It’s a game where you can get to know everyone or cling to a best friend the whole time, and the world — and all the rest of the characters’ relationships — will just adapt to your choices. This isn’t a game with meters and sliders and friendship points; we aim instead to make each of your relationships feel as deeply human and complex as possible, both on a moment-to-moment basis and over the course of a much longer playthrough.
While other games branch at points by letting you make certain key decisions, our goal was to make a game that adapts its entire focus even down to its genre so that, based on the choices you make, you could end up with anything from a surrealist action-movie-style romp complete with turret sequences to a quiet, meditative philosophical journey where you never fire a single shot.
As for combat, it’s often said that battles can dominate or overpower the experience of playing a game, if they are present at all. If there’s sufficient mechanical depth for battles to remain interesting over the course of a game, then you need to have a lot of different battles to show off and explore that depth, and pretty soon you’re trying to figure yet another reason for people to draw their guns and get shooting, instead of empowering the player with other options for expressive play.
As we came to realize this during development, we grew uncomfortable with this dynamic and how it affected the balance of the narrative, but we’d already fallen totally in love with the battle system we’d been developing on a pure gameplay level, so we decided to separate it out and make it its own complete mode, of comparable size and scope to the story mode.
We’ll have more details on this coming in a future post, but basically, this mode combines the best elements from turn-based strategy RPGs and modern first- and third-person shooters in a wave-survival dungeon crawler format.

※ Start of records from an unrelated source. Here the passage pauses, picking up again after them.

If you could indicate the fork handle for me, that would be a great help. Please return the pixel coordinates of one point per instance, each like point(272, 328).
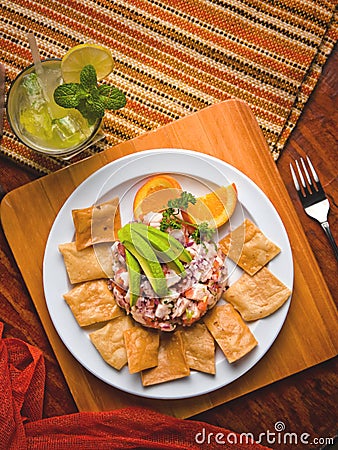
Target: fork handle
point(326, 228)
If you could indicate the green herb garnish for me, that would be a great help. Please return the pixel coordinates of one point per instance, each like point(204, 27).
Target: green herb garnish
point(171, 218)
point(89, 98)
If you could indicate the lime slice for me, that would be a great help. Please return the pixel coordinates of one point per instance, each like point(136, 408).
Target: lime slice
point(83, 54)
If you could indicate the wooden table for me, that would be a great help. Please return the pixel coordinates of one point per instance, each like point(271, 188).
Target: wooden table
point(304, 402)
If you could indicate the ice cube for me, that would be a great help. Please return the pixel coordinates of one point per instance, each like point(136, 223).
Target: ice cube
point(37, 121)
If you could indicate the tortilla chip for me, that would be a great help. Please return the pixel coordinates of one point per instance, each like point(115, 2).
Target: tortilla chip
point(109, 341)
point(172, 363)
point(199, 348)
point(258, 296)
point(230, 332)
point(92, 302)
point(97, 224)
point(248, 247)
point(88, 264)
point(142, 346)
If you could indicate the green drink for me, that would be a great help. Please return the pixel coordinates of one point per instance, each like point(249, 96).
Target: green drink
point(39, 122)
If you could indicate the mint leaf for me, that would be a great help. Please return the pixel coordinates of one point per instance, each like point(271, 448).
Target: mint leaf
point(88, 77)
point(68, 95)
point(112, 97)
point(95, 103)
point(87, 112)
point(183, 201)
point(87, 97)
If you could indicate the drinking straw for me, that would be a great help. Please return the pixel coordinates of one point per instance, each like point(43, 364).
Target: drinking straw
point(37, 63)
point(35, 53)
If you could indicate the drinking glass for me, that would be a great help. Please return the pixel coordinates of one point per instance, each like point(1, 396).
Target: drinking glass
point(39, 122)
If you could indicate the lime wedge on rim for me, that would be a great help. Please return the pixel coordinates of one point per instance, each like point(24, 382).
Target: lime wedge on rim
point(83, 54)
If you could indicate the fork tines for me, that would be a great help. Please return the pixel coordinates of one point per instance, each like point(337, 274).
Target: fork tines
point(309, 189)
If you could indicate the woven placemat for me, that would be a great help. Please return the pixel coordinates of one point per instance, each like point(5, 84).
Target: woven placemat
point(175, 57)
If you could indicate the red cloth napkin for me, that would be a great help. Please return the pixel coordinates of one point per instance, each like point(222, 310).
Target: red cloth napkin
point(22, 375)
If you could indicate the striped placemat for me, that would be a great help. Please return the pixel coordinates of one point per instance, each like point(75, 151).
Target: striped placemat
point(175, 57)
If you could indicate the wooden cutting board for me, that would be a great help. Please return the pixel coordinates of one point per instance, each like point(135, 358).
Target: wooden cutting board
point(230, 132)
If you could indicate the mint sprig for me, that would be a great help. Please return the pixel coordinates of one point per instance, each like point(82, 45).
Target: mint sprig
point(87, 97)
point(171, 219)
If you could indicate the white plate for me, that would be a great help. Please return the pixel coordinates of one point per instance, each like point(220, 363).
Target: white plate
point(197, 173)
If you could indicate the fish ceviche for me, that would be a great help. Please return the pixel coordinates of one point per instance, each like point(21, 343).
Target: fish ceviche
point(188, 294)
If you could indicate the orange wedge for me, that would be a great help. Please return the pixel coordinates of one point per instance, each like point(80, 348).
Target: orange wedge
point(216, 207)
point(155, 194)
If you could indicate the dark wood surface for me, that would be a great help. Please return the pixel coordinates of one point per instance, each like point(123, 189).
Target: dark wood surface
point(305, 402)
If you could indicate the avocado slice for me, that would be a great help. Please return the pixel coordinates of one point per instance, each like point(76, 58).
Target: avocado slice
point(146, 257)
point(163, 250)
point(134, 272)
point(167, 241)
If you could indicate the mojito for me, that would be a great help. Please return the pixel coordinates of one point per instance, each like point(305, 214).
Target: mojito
point(38, 121)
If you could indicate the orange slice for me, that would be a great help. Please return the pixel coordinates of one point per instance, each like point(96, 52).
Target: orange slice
point(216, 207)
point(155, 194)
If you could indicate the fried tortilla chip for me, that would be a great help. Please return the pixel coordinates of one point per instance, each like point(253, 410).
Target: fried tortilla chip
point(142, 346)
point(172, 363)
point(230, 332)
point(109, 341)
point(88, 264)
point(92, 302)
point(248, 247)
point(97, 224)
point(199, 348)
point(258, 296)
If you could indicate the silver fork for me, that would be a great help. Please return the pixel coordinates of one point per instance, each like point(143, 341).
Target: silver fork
point(312, 197)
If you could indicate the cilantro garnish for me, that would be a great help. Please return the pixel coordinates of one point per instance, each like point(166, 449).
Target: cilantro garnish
point(89, 98)
point(171, 218)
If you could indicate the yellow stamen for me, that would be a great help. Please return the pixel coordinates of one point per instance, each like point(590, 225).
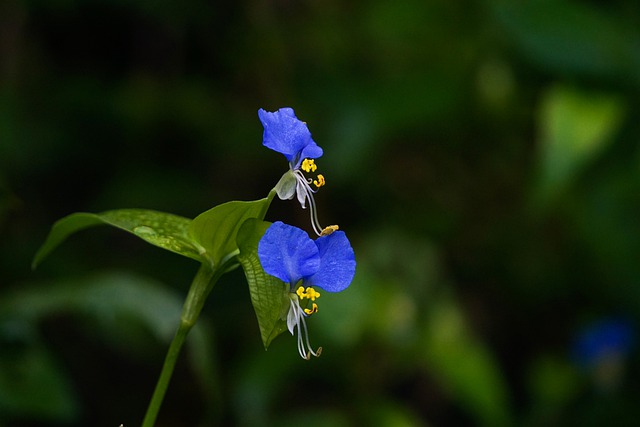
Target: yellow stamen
point(313, 309)
point(309, 165)
point(312, 294)
point(329, 229)
point(309, 293)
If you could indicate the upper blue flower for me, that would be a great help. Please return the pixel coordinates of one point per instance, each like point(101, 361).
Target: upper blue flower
point(288, 253)
point(284, 133)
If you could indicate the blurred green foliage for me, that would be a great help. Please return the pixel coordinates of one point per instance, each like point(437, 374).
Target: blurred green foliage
point(482, 156)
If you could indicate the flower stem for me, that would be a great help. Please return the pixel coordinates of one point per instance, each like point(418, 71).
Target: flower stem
point(202, 284)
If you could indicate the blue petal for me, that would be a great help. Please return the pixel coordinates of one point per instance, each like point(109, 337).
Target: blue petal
point(337, 263)
point(288, 253)
point(284, 133)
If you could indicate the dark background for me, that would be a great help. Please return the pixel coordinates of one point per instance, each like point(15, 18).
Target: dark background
point(483, 157)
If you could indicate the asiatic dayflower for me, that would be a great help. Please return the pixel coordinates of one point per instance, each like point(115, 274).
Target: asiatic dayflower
point(328, 263)
point(284, 133)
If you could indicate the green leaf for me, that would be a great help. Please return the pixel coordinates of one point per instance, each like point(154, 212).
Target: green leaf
point(575, 128)
point(164, 230)
point(269, 295)
point(215, 230)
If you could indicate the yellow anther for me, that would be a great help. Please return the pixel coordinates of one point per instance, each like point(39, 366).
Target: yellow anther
point(308, 293)
point(309, 165)
point(329, 229)
point(312, 294)
point(313, 309)
point(301, 292)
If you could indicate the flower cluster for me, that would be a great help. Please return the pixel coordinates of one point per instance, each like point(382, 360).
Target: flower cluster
point(287, 252)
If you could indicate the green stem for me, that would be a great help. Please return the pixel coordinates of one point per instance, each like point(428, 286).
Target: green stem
point(202, 284)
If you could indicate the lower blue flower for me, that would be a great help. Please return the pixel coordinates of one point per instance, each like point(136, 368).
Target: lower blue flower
point(328, 263)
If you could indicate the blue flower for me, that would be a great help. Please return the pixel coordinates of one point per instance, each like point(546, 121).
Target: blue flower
point(328, 263)
point(602, 348)
point(284, 133)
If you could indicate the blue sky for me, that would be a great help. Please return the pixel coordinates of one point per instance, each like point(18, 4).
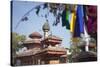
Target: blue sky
point(34, 24)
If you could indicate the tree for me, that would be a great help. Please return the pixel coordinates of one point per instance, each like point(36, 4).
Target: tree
point(16, 38)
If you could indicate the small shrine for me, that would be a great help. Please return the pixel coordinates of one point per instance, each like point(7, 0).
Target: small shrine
point(42, 50)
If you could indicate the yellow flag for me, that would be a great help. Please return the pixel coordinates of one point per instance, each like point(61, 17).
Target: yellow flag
point(72, 22)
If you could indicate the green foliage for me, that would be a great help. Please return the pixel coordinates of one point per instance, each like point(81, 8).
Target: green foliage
point(16, 38)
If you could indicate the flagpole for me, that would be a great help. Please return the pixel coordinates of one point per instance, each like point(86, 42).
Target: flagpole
point(86, 38)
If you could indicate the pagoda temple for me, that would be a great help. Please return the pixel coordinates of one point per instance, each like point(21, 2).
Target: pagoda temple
point(42, 49)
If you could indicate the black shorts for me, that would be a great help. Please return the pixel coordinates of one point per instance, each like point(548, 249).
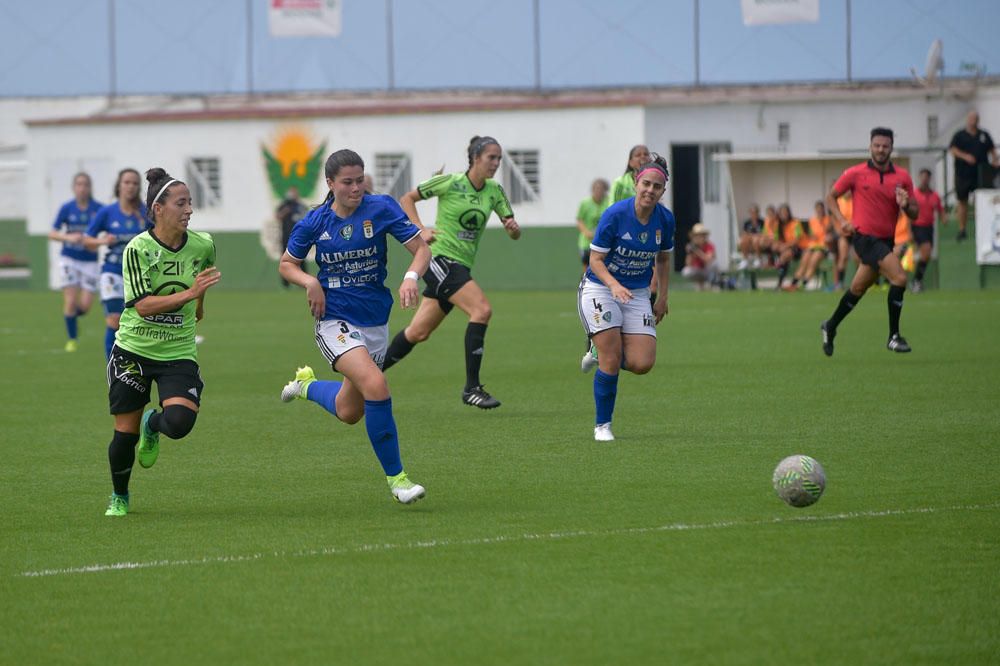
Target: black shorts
point(870, 249)
point(131, 376)
point(443, 278)
point(922, 235)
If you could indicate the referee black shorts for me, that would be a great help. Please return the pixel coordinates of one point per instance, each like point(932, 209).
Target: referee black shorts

You’ll be able to build your squad of characters, customize their loadouts, and then try your best to survive to earn newer options and upgrades, all with every battle synchronized to the beat of our original hip-hop soundtrack!
We’ll certainly be letting you know more as development continues and wraps up, but for now, we’ll be putting everything we have into making One Way Trip as incredible an experience as possible, and we’re super excited that when you finally get to play it, it will be with a DualShock 4 or PS Vita in your hands!